Stop Sacrificing Yourself: Our Creative Lives and Mini-Deaths.
I just need a little more money and I’ll make the time to write more.
I just need to make some headway on this project at work, and then I’ll have time for me.
Sound familiar?
Stop the excuses. You’re sacrificing yourself.
I get it. Oh man, do I get it. But I don’t speak about this from a place of having achieved freedom from sacrifice. I am sharing this from a place having fallen down and fallen into the rabbit hole of not putting myself first and letting my creativity, and therefore my happiness suffer because of that. I’ve fallen again, and again, and again. But I’ve gotten back up and re-corrected my trajectory again, and again, and again.
I have put money and time and external responsibilities first and ignored the creative sparks inside. The creative spark is the creative life. And putting it on the back burner is a mini-death.
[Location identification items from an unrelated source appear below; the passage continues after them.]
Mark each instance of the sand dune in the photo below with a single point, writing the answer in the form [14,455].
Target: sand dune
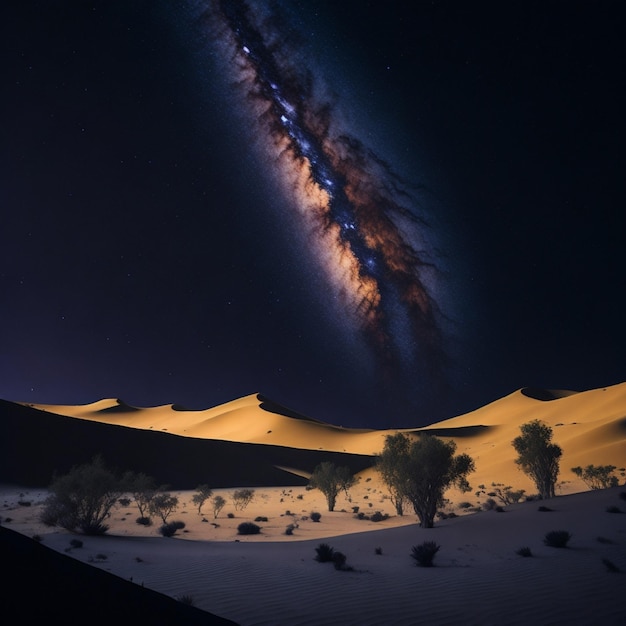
[590,426]
[272,578]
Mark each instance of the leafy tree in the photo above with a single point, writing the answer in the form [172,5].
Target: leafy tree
[218,504]
[203,493]
[242,498]
[597,476]
[421,470]
[163,504]
[330,480]
[390,465]
[538,457]
[143,489]
[82,499]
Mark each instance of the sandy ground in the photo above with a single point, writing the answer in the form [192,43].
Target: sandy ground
[274,579]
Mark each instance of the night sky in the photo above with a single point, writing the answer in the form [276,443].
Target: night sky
[153,246]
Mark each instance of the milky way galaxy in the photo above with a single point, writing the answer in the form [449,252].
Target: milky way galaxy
[362,221]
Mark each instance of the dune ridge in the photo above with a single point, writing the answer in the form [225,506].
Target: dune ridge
[272,578]
[588,425]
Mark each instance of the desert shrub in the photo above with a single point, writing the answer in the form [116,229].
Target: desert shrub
[557,538]
[538,457]
[83,498]
[490,504]
[248,528]
[424,554]
[169,529]
[242,498]
[331,480]
[339,560]
[610,566]
[506,494]
[324,553]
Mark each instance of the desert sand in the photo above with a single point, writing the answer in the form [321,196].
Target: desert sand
[273,578]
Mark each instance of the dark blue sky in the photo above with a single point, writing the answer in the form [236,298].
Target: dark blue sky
[142,256]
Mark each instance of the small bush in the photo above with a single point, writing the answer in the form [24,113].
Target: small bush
[339,560]
[610,566]
[557,538]
[490,504]
[169,529]
[424,553]
[324,553]
[248,528]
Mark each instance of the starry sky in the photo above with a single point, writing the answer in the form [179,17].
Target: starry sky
[157,245]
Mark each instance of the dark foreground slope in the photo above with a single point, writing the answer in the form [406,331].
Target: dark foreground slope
[43,586]
[35,444]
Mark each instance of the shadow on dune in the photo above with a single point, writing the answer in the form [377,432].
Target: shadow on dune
[44,586]
[546,395]
[461,431]
[35,444]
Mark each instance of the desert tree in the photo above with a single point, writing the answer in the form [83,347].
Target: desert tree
[143,488]
[597,476]
[424,468]
[538,457]
[390,464]
[330,480]
[82,499]
[242,498]
[163,505]
[218,504]
[203,493]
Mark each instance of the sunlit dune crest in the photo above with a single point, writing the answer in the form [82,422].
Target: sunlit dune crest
[273,577]
[590,427]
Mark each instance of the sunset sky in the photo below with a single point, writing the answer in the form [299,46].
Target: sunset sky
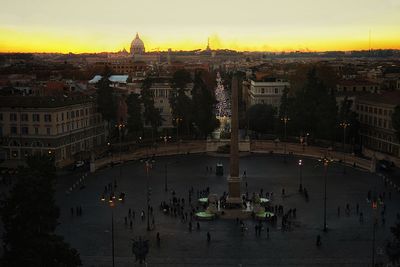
[259,25]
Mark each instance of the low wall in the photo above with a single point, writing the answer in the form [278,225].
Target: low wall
[213,145]
[244,146]
[311,151]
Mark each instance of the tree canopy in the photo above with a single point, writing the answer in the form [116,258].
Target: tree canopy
[396,120]
[106,101]
[261,118]
[30,217]
[134,123]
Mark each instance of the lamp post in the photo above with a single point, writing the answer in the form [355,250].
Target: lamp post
[177,120]
[120,126]
[374,223]
[285,120]
[375,207]
[300,175]
[325,161]
[344,125]
[166,179]
[148,195]
[112,202]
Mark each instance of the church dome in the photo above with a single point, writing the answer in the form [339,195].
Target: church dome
[137,46]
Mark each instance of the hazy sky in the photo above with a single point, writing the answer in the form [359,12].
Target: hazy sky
[100,25]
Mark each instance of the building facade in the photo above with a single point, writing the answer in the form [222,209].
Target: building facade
[269,91]
[375,116]
[65,127]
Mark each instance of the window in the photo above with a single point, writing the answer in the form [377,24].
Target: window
[24,130]
[35,117]
[13,116]
[47,117]
[13,130]
[24,117]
For me it’s writing. My reality check was this: if it’s important, you’ll make time for it.
Over the weekend, I listened to what is quite possibly the best podcast I’ve ever heard: Brené Brown and Elizabeth Gilbert talking about creativity, life, shame, vulnerability and all things human.
These two creative goddesses brings up several points of discussion about our creative lives and mini-deaths.
If you jump and leap, will you stick the landing? ~ Brené Brown
When you get to the place where standing on the edge is more painful than risking failure, you need to leap. ~ Brené Brown
I’m still stuck in this limbo between duty and the desires of my heart. But that’s reasonable and justified. Being aware of the beauty that exists, and witnessing which direction we gravitate toward is actually more beautiful than jumping fully into snubbing our creativity or fully into jumping into creativity without a cushion to catch us if we fail. It’s beautiful because we’re witnessing gravitation toward the desires of our heart in action.
We’re at any point just tiptoeing in one direction or the other.
There’s a tipping point that sends us to either extreme if we leap, make a decision and firmly believe our decision is the be-all and end-all, but I do believe we can reach a balance. And it’s a balance where we’re not sending our creativity to the point of mini-death.
This idea that we can’t be creative until we’ve achieved x, y, or z is born out of a scarcity mentality.
This mentality does have credence to it. We live in a time where rent has to be paid, food purchased and bills paid like clockwork. We have expenses like cellphones, health insurance and internet, which we can’t go without. We are in this way tethered to a number we feel we “need” in order to meet status quo. It’s comfortable. Or at least it’s reassurance that we’re earning our comfort and working toward it. It’s cozy. It’s dark, cool and predictable–the grind of doing what we need to to get a paycheck. It’s safe. And it works.
But there’s one question to ask yourself if you’ve been feeling like you’re meant for something greater. And it’s what Brené Brown brings up in the podcast. Would you rather stay teetering on the edge and stuck in a job that’s “working” to put food on your table or would you rather leap, hope the net appears and risk failure in jumping toward what your heart sings out for.
The answer is not likely to be exclusively one or the other, because we have that inkling of curiosity to pursue creativity while still taking care for safety and security. Pursue it, make friends with it, get to know what it is that makes your heart sing out. It doesn’t happen though if you don’t carve out the space and time in your day for it. And it might be five minutes of your day or it may be an hour. Don’t be hard on yourself for not following through, but be aware. Creativity doesn’t have to be art. It can be whatever creative act of your day that feeds all parts of you–mind, body, spirit. It needs to be nurtured, fed, and paid a visit on occasion. Because if you don’t, inspiration will leave to find another home, as Elizabeth Gilbert says.